父親的家
初見老馬,當他是紈絝子弟。
那是在我好友家裡,他提着一瓶紅酒搖晃着走來,下面穿一條豔麗的橘色長褲,上面休閒衫還敞幾個扣。他坐我旁邊跟我聊“蝸居”,然後神神道道地談他內心裡城市的樣子,用詞複雜而玄妙。
這讓我不能理解。
我大約在認識他一個鐘頭後,第一次擁抱了他。不是因爲他是南加大建築學院院長,而是因爲作爲院長,周圍有學生的時候,他公然支持蒼井空。
我也支持,倆人頓時惺惺相惜抱作一團。
第二次見他,還是在好友家。深夜,他又是雅皮模樣,拎一瓶酒。與他所居住的城市Pasadena(帕薩迪納,美國洛杉磯地區的一個衛星城市)相得益彰。Pasadena這個城市很有意思,白天安靜而紳士,街道上幾無人跡,你若看見一兩個行色匆匆的人士,必定正裝打扮。一到夜幕降臨這座城市便如職場女脫了外套,大腿在蕾絲邊的長裙下忽隱忽現,蹬着高跟鞋搖曳着登場。我第一次夜晚走在Pasadena街頭,都要震驚了!

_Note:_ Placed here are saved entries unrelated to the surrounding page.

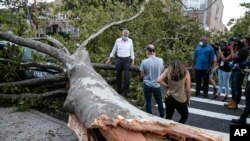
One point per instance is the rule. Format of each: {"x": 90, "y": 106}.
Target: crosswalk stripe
{"x": 212, "y": 102}
{"x": 210, "y": 86}
{"x": 211, "y": 114}
{"x": 209, "y": 92}
{"x": 214, "y": 114}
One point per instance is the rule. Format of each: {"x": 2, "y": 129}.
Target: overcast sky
{"x": 232, "y": 9}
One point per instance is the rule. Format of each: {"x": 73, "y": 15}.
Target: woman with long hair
{"x": 176, "y": 79}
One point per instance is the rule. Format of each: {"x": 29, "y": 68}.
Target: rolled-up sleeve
{"x": 132, "y": 51}
{"x": 112, "y": 54}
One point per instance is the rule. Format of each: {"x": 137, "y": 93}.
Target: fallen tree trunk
{"x": 97, "y": 106}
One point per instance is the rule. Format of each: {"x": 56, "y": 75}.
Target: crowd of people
{"x": 228, "y": 58}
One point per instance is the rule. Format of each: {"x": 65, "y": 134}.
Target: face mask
{"x": 124, "y": 38}
{"x": 200, "y": 43}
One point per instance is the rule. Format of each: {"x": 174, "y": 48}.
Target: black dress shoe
{"x": 239, "y": 121}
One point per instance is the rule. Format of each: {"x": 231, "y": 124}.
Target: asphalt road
{"x": 208, "y": 113}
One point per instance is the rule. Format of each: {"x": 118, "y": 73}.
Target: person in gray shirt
{"x": 151, "y": 69}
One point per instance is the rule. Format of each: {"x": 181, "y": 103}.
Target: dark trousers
{"x": 201, "y": 77}
{"x": 236, "y": 82}
{"x": 247, "y": 109}
{"x": 122, "y": 64}
{"x": 172, "y": 104}
{"x": 148, "y": 91}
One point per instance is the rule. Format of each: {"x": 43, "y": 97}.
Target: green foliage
{"x": 9, "y": 70}
{"x": 242, "y": 25}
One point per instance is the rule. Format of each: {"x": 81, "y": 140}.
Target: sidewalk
{"x": 32, "y": 126}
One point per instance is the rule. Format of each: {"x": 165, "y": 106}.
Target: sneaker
{"x": 206, "y": 95}
{"x": 215, "y": 91}
{"x": 225, "y": 98}
{"x": 215, "y": 96}
{"x": 239, "y": 121}
{"x": 228, "y": 103}
{"x": 233, "y": 105}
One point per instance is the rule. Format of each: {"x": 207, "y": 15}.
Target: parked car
{"x": 26, "y": 57}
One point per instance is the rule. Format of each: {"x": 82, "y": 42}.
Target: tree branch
{"x": 33, "y": 64}
{"x": 54, "y": 52}
{"x": 36, "y": 81}
{"x": 33, "y": 95}
{"x": 93, "y": 36}
{"x": 112, "y": 67}
{"x": 42, "y": 66}
{"x": 57, "y": 44}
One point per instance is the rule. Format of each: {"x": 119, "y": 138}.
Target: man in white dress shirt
{"x": 123, "y": 50}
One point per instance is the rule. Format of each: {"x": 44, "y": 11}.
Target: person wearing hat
{"x": 123, "y": 51}
{"x": 203, "y": 58}
{"x": 151, "y": 69}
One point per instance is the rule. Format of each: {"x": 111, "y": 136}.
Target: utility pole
{"x": 35, "y": 13}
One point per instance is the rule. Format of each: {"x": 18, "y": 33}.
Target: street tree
{"x": 97, "y": 111}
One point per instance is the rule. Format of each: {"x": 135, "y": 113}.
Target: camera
{"x": 222, "y": 45}
{"x": 237, "y": 42}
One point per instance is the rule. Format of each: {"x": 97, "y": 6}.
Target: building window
{"x": 195, "y": 4}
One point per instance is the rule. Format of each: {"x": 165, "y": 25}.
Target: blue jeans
{"x": 201, "y": 76}
{"x": 223, "y": 81}
{"x": 122, "y": 65}
{"x": 236, "y": 82}
{"x": 157, "y": 95}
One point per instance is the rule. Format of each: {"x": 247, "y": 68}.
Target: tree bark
{"x": 97, "y": 105}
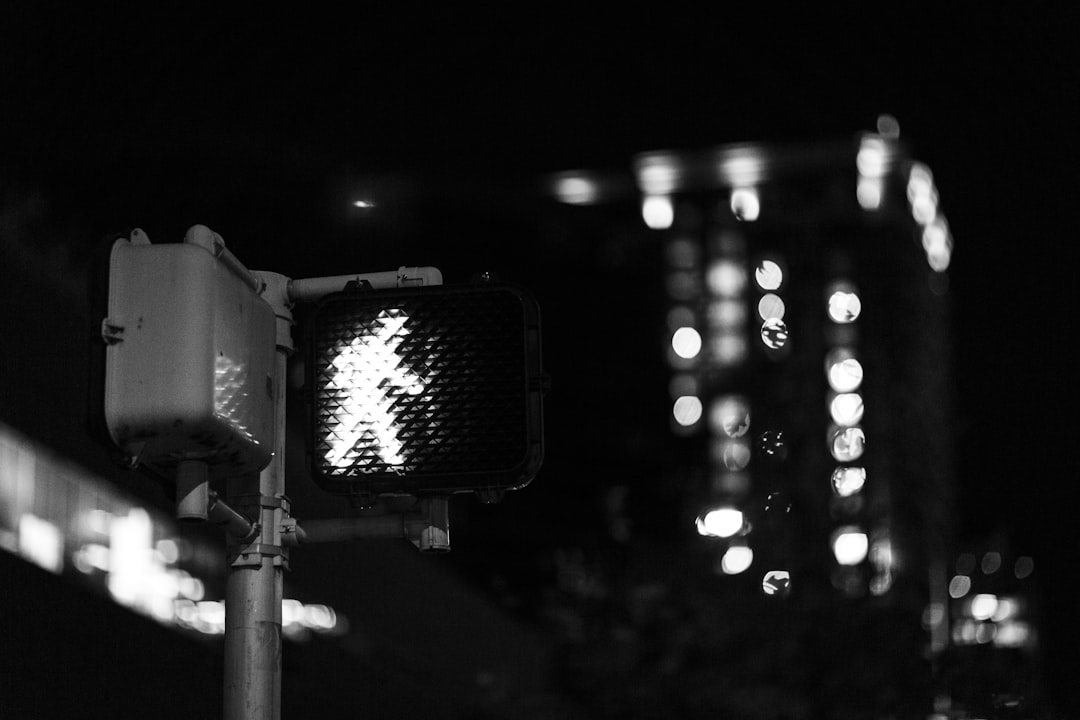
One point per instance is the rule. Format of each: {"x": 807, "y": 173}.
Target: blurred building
{"x": 810, "y": 403}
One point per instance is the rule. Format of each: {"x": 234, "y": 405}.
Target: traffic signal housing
{"x": 424, "y": 390}
{"x": 188, "y": 358}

彷彿整個洛杉磯的人都聚集在這裡,街頭到處是酒吧與餐館,街上不必有燈火,燭光和琴聲就足以讓這城市喧囂。
這裡,就是馬清運工作生活的常駐地,一如馬清運的樣子。
我受他邀請,於8月11號參加他在陝西藍田玉山酒莊舉辦的2009年新酒發佈會的活動。
幾乎在任何熱鬧場所都見不到我的身影,因爲不屑。我喜歡自己找樂,馬清運就是我的一樂,我享受和他聊天,他看起來,安靜又羞澀,但不時一擠眼,壓低聲音壞笑着跟你描述一件事的時候,像老頑童一樣。他其實,看起來很年輕,
與他的年紀並不相仿。
然後,我就在陝西最窮鄉僻壤的地方見到了不一樣的老馬。
入村口的時候,泥土道路凸凹到車如顛轎般搖晃,扎羊肚頭巾的村漢坐在平板車上吧嗒吧嗒抽菸,車橫在路上,也不知道給後車騰塊地兒。車停在不起眼的平房前,房門上書“玉山葡萄酒有限公司”,我見到一個穿着袖口鑲鑽的高級襯衫和筆挺西褲的馬清運!
他帶我們環繞他驕傲的酒廠,原址是破面粉廠的平房,土布簾下,有全世界最先進的發酵設備和最先進的生產線。我們一羣人,手裡端着水晶高腳酒杯,杯中盛着玫瑰酒,在陝西藍田玉山的村子裡像鬼子進村一樣靜悄悄地偷偷摸摸參觀他豪華空運來的一級裝備。
然後車又爬上山坡坡,繞着溝溝坎坎道道彎彎,來到他的酒窖。
一道簡約即美的風景線赫然眼前,我不能形容出那種大美,美得和諧典雅,美得卓爾合羣。它不跳突張揚,卻低調優雅到讓你一眼看出它是精心裁剪的貴氣,一如馬清運本人,從鄉村走來的受過系統的高等教育卻依舊保持鄉村奔放的男人。
那座西北泥土風味的井宇就那麼平鋪在一片向南山坡種滿葡萄的田園間。遠處,是如古羅馬輸水道般雄壯的高速公路。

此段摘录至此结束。